La nuit. Il est amusant, surprenant, de constater que ces quelques heures illuminées de noirceur sont synonymes aussi bien de peur et d'effroi que d'espoir. Être plongé dans l'obscurité, soudain aveugle, au milieu de mille dangers potentiels, d'hommes et de femmes libérés de leur humanité quand le soleil disparaît... C'est aussi l'heure du bal, de la fête, des miracles ; ne dit on pas que la nuit porte conseil ? Minuit est l'heure du crime, cependant c'est lorsque les douze coups résonnent que Cendrillon perd sa chaussure, enclenchant la spirale menant au bonheur, et à beaucoup d'enfants.  

Pourquoi une nuit ne pourrait-elle pas être à la fois terreur et espérance ?  

C'est fou, les pensées qui peuvent traverser un esprit fatigué habitant un corps presque ivre. Attendais je que quelque chose arrive ? Oui, cela expliquait pourquoi j'étais seul, immobile, devant le grand lac orné d'étoiles. Je n'étais pas capable de me souvenir comment j'étais arrivé là. Je ne savais pas pourquoi, dans le froid de janvier, une chaleur étrange m'animait. Une lueur, sur terre et dans les cieux, prenait un peu trop d'ampleur. On aurait dit qu'elle... chutait. La lumière allait croissante, emplissant le céleste d'abord, avant de couvrir monts et montagnes à l'horizon tout autant que le miroir devant mes pieds. Si j'avais pensé que ce qui me rendrait incapable de voir dans cette nuit serait un excès de clarté !  

Quelques instants, tout ne fut que brillant et clair. Et, enfin, tout disparut. Tout, mis à part un éclair blanc comme neige, pur, immaculé. Vraiment ? Comment tout redevint sombre, alors, en un instant ? Comment, sans un bruit, avait disparu cette magnificence ? Et comment m'étais je retrouvé face contre terre ? Je ne sentais plus de chaleur, je ne voyais plus d'étoiles sur l'eau. Plus que le froid prenant, mordant, et une peur sans nom. Qu'était ce ? Pourquoi ici, maintenant, devant moi ? C'était anormal, quelque chose allait de travers. Mon dieu, que quelqu'un m'aide ! Qu'on me rende la vue, qu'on me sauve ! J'ai peur, je suis paralysé, étouffé, tremblant ; toujours aucun mot ne sort de ma bouche. J'ai l'impression que la mort arrive à moi. Était ce alors la fin ? Ce fut ma dernière pensée.  

 

Des piaillements d'oiseaux, le bruit du vent soufflant dans mes oreilles. Un bien agréable au delà, si l'on faisait abstraction de ce froid terrible. Le même froid que... Ouvrant mes yeux aussi vite que je pensais, la stupéfaction m'enlaça sans douceur. Couché dans la neige, devant le grand lac gelé, j'étais vivant ? Je m'étais juste endormi ?  
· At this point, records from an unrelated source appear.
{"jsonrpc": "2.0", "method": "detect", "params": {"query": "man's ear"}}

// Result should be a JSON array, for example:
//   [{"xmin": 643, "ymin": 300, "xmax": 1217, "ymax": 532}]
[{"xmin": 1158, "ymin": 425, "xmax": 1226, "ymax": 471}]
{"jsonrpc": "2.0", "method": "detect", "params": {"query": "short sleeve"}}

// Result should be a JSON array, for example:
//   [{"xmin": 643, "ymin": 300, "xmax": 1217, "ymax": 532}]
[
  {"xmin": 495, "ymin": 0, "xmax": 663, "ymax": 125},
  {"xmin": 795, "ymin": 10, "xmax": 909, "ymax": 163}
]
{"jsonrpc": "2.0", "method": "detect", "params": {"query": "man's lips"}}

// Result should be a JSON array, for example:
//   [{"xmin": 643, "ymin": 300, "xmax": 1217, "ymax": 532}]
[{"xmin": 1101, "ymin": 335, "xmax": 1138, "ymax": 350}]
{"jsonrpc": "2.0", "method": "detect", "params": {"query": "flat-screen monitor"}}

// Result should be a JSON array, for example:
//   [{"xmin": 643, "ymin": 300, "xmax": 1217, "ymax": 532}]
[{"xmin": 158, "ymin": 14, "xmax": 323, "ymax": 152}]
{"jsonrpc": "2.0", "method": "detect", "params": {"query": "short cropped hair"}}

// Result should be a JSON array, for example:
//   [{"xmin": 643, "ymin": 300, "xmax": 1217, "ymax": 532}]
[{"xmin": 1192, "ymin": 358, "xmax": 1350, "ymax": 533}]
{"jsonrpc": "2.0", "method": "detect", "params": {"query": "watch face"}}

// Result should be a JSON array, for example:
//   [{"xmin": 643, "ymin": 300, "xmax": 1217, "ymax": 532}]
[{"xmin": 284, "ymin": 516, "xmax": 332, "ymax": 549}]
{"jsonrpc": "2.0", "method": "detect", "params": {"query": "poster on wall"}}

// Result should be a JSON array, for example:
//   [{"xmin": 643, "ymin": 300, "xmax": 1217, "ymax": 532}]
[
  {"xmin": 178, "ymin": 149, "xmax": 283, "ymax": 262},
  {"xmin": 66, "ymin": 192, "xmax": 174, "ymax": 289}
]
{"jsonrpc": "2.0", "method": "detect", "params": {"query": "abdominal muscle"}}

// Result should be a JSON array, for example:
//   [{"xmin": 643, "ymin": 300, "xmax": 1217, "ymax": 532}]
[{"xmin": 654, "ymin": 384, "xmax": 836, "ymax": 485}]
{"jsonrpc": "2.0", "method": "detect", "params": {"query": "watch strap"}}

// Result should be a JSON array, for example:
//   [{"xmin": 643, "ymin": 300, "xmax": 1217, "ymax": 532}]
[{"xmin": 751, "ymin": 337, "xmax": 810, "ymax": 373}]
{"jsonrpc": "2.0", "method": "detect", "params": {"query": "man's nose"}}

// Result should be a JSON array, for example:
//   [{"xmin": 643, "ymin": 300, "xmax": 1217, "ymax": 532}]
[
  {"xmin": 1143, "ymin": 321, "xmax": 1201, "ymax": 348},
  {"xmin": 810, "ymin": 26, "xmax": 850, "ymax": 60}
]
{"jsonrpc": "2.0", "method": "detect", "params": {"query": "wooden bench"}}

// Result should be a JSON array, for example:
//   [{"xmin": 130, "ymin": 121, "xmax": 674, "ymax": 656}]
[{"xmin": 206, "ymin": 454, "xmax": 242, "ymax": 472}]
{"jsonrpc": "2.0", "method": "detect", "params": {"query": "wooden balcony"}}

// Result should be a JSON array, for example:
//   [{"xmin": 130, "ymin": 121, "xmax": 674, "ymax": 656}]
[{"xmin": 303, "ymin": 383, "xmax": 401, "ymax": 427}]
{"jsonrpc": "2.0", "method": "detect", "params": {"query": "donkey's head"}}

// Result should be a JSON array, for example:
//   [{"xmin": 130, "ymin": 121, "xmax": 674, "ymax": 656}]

« Hé, ça va ? Qu'est ce tu fais couché dans la neige ? »  

Je ne connaissais pas cette voix, mais elle ne pouvait s'adresser qu'à moi. Engourdi comme jamais auparavant, je me retournai, jusqu'à faire face à mon interlocuteur. Qui s'avéra être un groupe, à nouveau comme je n'en avais jamais vu. Deux hommes, deux femmes. Des couples ? Non, il émanait d'eux quelque chose d'étrange, de puissant. En avant, probablement celui qui m'avait parlé, un jeune homme ne portant qu'une longue jupe et une veste ouverte, aussi noires que ses cheveux d'ébène. Il me fixait avec de grands yeux bleus comme le ciel, m'offrant un sourire merveilleusement sincère.  

« T'as besoin d'un coup de main ? Hé, tu m'entends ?, poursuivit-il  

- Ou-Oui, je t'ent-t-tends, articulais-je du mieux que je pouvais. Et un coup de-de main serait pas de ref-refus. »  

Sans hésiter et toujours aussi jovial, il attrapa ma main avant que je n'esquisse un geste et me releva avec aisance, aussi simplement que si j'avais été un enfant.  

« Tu dois être le contact dont on nous a parlé. Enchanté ! Je suis Ifoy, l'autre c'est Bujh, et les deux gonzesses Dilk et Lins. Il a l'air chouette ton monde, tu nous fais visiter? »  

Une tasse encore chaude dans les mains, je commençais à cesser de trembler. Cette fois, le manque de chaleur n'était aucunement coupable. Mais eux, oui.  

A peine avais-je entendu parler de monde m'étais-je évanoui, avant de me réveiller chez moi, hélas accompagné. Ils ne me ménagèrent pas, m'offrant comme seule vision leurs visages lorsque je repris connaissance. Cependant, je parvins à ne pas perdre le contrôle de mes nerfs, suffisamment pour entrevoir un soulagement chez eux. Mais...  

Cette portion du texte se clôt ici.